Hi, I’ve had a dream last night which me and my mom entering a stranger woman’s house. Outside is very bright and sunny but inside was really dark, not enough lightning, all very dark antique furniture etc.
A young woman greets us but people say she is a witch. She goes upstairs and while we were sitting in living room, tv starts flashing and I hear woman’s creepy voice from upstairs. It was very terrifying.
I know that everything in the dream is about the dreamer so the very dark but nicely furnitured house represents me? And what aspects of me? I would really love to get answers, thank you 🙂

-jenny 2013-04-05 22:53:08

I had a very strong dream last night – of leaving my son behind (who I am in business with) to go on holiday/ go to a house where there was sunshine / a sense of being close to the sea/ long grass outside waving in the wind/ sunshine. I was buying the house and a family was just leaving. I was with someone else and I think it was my other son. there was a sense of returning.As I walked through the front door, just as the family who had lived there was leaving/ had left, I walked into a very bright hallway with a door to a room with shining light opposite and to the right. the room had a sense of a bedroom/play room and was full of the other families stuff/ children’s toys/ornaments. Also as I walked into the hallway a snake, cobra like, came out from under the lid of what appeared to be a white shoe box. I killed the snake by denting it;s neck with a tube of some kind – it wasn’t cut through but it was dead, although it or more snakes appeared in other rooms as I walked through the house. the house had lots of up and down steps into each room – so that there were like sunken floors/ steps that made shelving as well. I spent some time in a bright sunny room, with the sound of the sea outside, with loads of children/s toys/ornaments in the room on shelves…Then i moved into the living room which was full of grass, wavy grass/ the wind/ outsideness. All the time I was feeling bad about leaving my son behind. But then there was a sense of joining him – going back to take him to the new house .All through there was weird combination of happiness but uneasiness.It was a very strong dream – I can still see it now c 18 hours later and I rarely dream. The snake bothered me and also the toys of the other families childre bothered me but were fascinating too. It was I was in someone else’s place but it was mine.

-anne 2013-03-24 8:20:15

Hello! One recurring nightmare of mine: I am in my house, usually a composite of my new house and non-existent ones, many uninvited people are in my house, with others constantly coming in, I ask them to leave, demand them to leave, threaten to call the police, sometimes I even physically eject them but my efforts have no positive result, it is exhausting and frustrating. I own my house, my son lives with me, I have been separated for 3 yrs with no desire to get back with my ex. I am hoping you can illuminate me. Thanks!

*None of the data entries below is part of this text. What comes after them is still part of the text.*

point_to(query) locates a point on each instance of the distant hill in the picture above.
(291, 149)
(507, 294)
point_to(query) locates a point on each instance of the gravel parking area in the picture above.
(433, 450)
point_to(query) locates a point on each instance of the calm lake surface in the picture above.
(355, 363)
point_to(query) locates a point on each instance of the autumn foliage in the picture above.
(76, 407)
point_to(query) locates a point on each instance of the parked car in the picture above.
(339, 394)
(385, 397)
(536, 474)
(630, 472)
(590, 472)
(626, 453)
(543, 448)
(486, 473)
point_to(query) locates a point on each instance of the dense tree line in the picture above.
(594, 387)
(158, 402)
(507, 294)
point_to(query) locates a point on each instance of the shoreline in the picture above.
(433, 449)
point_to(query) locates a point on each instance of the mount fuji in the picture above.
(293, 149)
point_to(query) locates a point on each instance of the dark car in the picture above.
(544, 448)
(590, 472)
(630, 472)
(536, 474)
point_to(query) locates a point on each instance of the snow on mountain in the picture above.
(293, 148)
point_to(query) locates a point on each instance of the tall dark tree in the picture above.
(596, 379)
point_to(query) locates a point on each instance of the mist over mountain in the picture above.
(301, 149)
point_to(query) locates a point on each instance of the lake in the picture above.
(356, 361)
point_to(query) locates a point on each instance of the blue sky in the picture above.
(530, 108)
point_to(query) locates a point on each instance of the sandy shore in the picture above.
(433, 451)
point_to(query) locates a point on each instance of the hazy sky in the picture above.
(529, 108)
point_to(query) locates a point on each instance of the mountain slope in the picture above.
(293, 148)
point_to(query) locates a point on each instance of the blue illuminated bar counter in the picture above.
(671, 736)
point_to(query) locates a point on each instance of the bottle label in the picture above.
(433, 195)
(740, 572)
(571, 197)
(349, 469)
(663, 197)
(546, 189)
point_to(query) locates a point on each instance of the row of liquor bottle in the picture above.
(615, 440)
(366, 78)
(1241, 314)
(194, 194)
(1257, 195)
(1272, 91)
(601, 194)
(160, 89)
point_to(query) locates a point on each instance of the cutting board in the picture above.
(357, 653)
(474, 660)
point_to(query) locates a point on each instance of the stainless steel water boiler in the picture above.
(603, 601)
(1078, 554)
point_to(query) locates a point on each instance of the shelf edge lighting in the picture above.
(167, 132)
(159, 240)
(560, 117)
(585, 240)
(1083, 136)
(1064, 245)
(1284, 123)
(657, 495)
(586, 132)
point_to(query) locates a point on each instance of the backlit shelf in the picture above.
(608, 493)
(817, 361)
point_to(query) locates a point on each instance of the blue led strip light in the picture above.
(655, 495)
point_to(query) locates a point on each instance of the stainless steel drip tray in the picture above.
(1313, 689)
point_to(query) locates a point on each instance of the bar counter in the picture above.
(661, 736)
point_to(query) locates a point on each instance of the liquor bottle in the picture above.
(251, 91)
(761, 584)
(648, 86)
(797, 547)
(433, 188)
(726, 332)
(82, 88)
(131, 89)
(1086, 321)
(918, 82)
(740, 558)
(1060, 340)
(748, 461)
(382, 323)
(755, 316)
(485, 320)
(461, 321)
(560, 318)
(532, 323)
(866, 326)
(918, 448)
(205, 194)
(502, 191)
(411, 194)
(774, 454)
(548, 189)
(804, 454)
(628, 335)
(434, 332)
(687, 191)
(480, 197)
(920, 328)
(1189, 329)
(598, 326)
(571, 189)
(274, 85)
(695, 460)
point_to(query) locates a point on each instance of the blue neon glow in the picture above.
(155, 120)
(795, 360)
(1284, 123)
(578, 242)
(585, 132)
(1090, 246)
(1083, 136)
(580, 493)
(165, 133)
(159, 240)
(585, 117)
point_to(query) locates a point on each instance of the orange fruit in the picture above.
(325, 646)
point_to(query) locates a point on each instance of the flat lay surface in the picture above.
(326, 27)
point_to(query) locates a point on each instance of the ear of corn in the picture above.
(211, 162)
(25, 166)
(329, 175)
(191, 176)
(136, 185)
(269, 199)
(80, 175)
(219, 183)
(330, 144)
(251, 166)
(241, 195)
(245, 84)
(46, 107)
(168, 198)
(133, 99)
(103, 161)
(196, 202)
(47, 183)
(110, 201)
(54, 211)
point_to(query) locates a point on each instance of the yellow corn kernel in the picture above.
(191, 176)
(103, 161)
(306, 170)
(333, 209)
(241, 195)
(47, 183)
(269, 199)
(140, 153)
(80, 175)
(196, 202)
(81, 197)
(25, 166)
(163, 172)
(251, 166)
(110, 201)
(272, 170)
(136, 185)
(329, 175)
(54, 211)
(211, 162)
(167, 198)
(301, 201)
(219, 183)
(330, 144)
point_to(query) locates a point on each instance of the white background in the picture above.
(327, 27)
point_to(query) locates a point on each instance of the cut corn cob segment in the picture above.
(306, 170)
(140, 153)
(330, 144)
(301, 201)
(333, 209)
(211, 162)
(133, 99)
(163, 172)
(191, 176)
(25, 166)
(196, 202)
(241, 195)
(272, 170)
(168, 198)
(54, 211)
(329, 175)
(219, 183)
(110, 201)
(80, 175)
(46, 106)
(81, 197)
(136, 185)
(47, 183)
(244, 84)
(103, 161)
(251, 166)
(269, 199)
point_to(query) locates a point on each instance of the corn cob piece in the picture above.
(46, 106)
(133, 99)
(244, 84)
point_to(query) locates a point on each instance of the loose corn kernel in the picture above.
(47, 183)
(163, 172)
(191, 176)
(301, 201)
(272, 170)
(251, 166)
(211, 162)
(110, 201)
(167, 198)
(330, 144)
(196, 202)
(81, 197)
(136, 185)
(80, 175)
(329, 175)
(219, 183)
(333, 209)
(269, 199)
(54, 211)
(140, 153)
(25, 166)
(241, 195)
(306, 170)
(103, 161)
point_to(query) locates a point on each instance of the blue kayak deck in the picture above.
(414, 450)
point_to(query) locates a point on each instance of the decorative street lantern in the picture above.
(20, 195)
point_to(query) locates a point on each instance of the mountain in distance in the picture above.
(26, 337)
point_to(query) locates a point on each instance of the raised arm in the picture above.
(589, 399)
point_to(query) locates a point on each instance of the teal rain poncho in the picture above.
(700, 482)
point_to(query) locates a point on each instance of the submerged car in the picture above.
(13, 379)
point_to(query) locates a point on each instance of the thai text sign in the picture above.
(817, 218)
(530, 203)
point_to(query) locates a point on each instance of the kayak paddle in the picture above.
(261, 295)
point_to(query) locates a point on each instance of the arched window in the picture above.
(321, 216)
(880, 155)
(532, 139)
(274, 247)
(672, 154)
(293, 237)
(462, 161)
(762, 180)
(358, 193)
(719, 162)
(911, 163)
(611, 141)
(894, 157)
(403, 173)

-Christine 2013-02-22 17:52:33

Hi Tony. I have a recurring dream that my husband and I go back to our former house where the new owners live. I keep trying to leave before we get caught and usually he is not in a hurry to leave. What could that mean?

    -Melinda 2013-05-21 6:23:08

    Hi Christine,
    I keep making exactly the same dream as yours 😉 I would love to find an explanation.

    -Tony Crisp 2013-05-26 12:10:06

    Christine – I think it means that you do not want to be indebted to others, and want freedom from other influences. Maybe your husband represents an influence that doesn’t want to make that move.